I received my Russian surplus Mosin Nagant yesterday. I only paid $100 plus shipping. It shoots 7.62 x 54R. I was very pleased with my purchase. It looks almost brand new. It's an earlier model because it has the hexagonal receiver. My son and I watched Enemy at the Gates last night, too. The M/N was the rifle the Ruskie sniper was using. I'll post some pictures later.

Are head space gauges something a gun shop would have? Anyone know of a gunsmith who might have them? Would he charge me any less than the $50 I'd pay for the go and no-go gauge set?

Does anyone here have a set that I could swing by and use for this 30 second test?


----------



## JBurgess (Jul 19, 2012)

Where'd you get yours, I been looking for one


----------



## nathar (Jun 25, 2009)

JBurgess said:


> Where'd you get yours, I been looking for one


Here ya are. I didn't pay the extra $10 for best of 5 and I got a very nice looking one. I'm tempted to get another one for my son.

http://www.aimsurplus.com/product.aspx?item=F3MOSIN9130


----------



## nathar (Jun 25, 2009)

*Pictures of my Mosin Nagant*

What it looks like now:


----------



## nathar (Jun 25, 2009)

Here's what I'm going for: new Boyds stock, Rock Solid scope mount, and Rock Solid bolt with turned down handle.


----------



## JBurgess (Jul 19, 2012)

ya that is a great looking gun, especially for only $100. You shot it yet?


----------



## Telum Pisces (Sep 27, 2007)

Everyone should have at least one Mosin in the safe. I love taking mine out to the range.


----------



## JLMass (Oct 1, 2007)

a video


----------



## glassplus (May 6, 2009)

Unless it shows a lot of abuse and wear you should not have to worry about the head space. Since it is a rimmed case it head space off the rim, If you worried about it you can cut a peice of shim stock of difference thickness and check it. just my 2 cents jj


----------



## nathar (Jun 25, 2009)

JBurgess said:


> ya that is a great looking gun, especially for only $100. You shot it yet?

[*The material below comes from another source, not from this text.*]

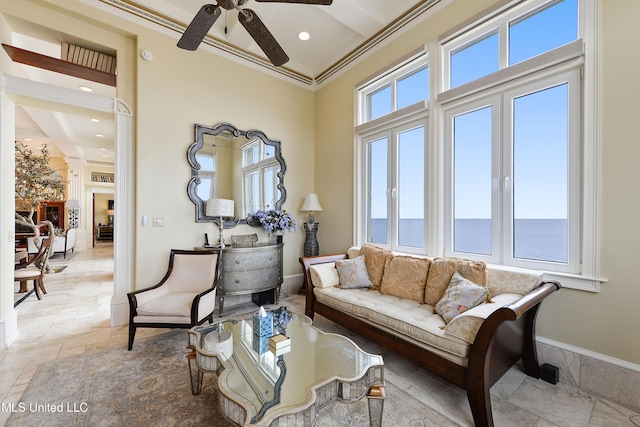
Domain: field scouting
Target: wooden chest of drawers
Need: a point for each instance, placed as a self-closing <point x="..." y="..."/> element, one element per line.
<point x="250" y="269"/>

Waiting for two things. Head space check and 880 rounds of ammo. The latter will have to wait until payday. I'm self-employed so who knows when that will be. The former I may be able to check using other techniques besides the $54 gauge set, like maybe that plastic you use to check tolerances between bearings on an engine?

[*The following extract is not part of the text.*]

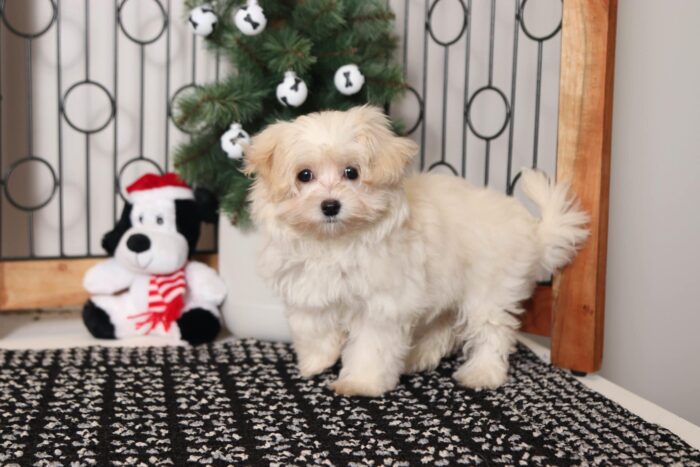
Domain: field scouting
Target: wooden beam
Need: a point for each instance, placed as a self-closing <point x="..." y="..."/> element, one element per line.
<point x="51" y="283"/>
<point x="585" y="116"/>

AIM Surplus has Bulgarian ammo for $0.16 per round if you buy in large quantities. I've been stocking up on ammunition this year.


----------



## nathar (Jun 25, 2009)

Telum Pisces said:


> Everyone should have at least one Mosin in the safe. I love taking mine out to the range.

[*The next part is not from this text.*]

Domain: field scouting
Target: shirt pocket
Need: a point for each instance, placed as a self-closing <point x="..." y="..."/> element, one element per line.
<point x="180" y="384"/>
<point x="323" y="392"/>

And also an M-1 Garand. I'm so hopeful that those 500,000 in Korea will be allowed to be re-imported. That chaps my hide.


----------



## JBurgess (Jul 19, 2012)

how long is your mosin? is it a carbine or the longer one?


----------



## nathar (Jun 25, 2009)

JBurgess said:


> how long is your mosin? is it a carbine or the longer one?


91/30 long one


----------